Question

Diffraction pattern is obtained using red light. What will happen if it is replaced by violet light?

• A. Bands will disappear.
• B. Bands will become narrow
• C. Bands will get spaced apart.
• D. Bands will remain unchanged

Hint:

The diffraction pattern depends on the wavelength used. Red light has a longer wavelength than blue. 

Answer 1

The Correct Option is B

In the diffraction pattern, the width of the fringe is given as \(D \lambda \over d\).

As \(\lambda_v < \lambda_r \: \therefore \) the wavelength decreases when the red light is replaced by blue. Hence, the width of the fringe decreases and the pattern becomes narrower.

Answer 2

Diffraction is the bending of the light around the corners of an obstacle into the geometrical shadow of the obstacle. The diffraction pattern depends on the wavelength used. The position of the maxima-minima is directly proportional to the wavelength of the light that is used.

Formula Used

• The position of the band is given by, \(y_n=\frac{nλD}{d}\) where n is the order of the bands, λ is the wavelength of the light, D is the distance from the screen to the slit and d is its width.
• The angular width of the bands is given by the relation \(dsin⁡θ_n=nλ\) where d is the width of the slit, θ is the angular width of the bands, n is the order of the bands and λ is the wavelength of the light used.

Reason

As we can see through the formula that the Angular width is directly proportional to the wavelength. Red light has the maximum wavelength while Violet light has the minimum wavelength.

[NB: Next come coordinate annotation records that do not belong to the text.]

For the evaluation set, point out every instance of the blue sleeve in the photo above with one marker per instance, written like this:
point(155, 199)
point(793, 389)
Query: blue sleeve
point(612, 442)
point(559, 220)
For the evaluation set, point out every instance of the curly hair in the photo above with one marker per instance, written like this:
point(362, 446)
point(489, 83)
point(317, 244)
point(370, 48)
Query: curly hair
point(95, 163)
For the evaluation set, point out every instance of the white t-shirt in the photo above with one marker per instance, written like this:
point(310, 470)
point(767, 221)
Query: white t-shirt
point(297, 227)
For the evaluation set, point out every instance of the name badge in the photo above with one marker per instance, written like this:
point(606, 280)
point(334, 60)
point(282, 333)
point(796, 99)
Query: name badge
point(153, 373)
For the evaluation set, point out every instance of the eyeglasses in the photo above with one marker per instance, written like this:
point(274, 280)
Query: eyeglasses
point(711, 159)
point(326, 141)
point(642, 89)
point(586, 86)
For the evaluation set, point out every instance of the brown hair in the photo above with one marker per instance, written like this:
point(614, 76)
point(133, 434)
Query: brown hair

Hence, as the wavelength decreases, the bands will be narrower.

Thus, the correct option is B) Bands will become narrow

Note: Here, the formula for the position of the bands is used assuming that the angular width θ of the bands is small. If θ is small, \(sinθ≈θ\) and equation (3) can also be expressed as \(dθ_n=nλ\). Maxima is a fringe of high intensity and minima is a fringe of zero intensity.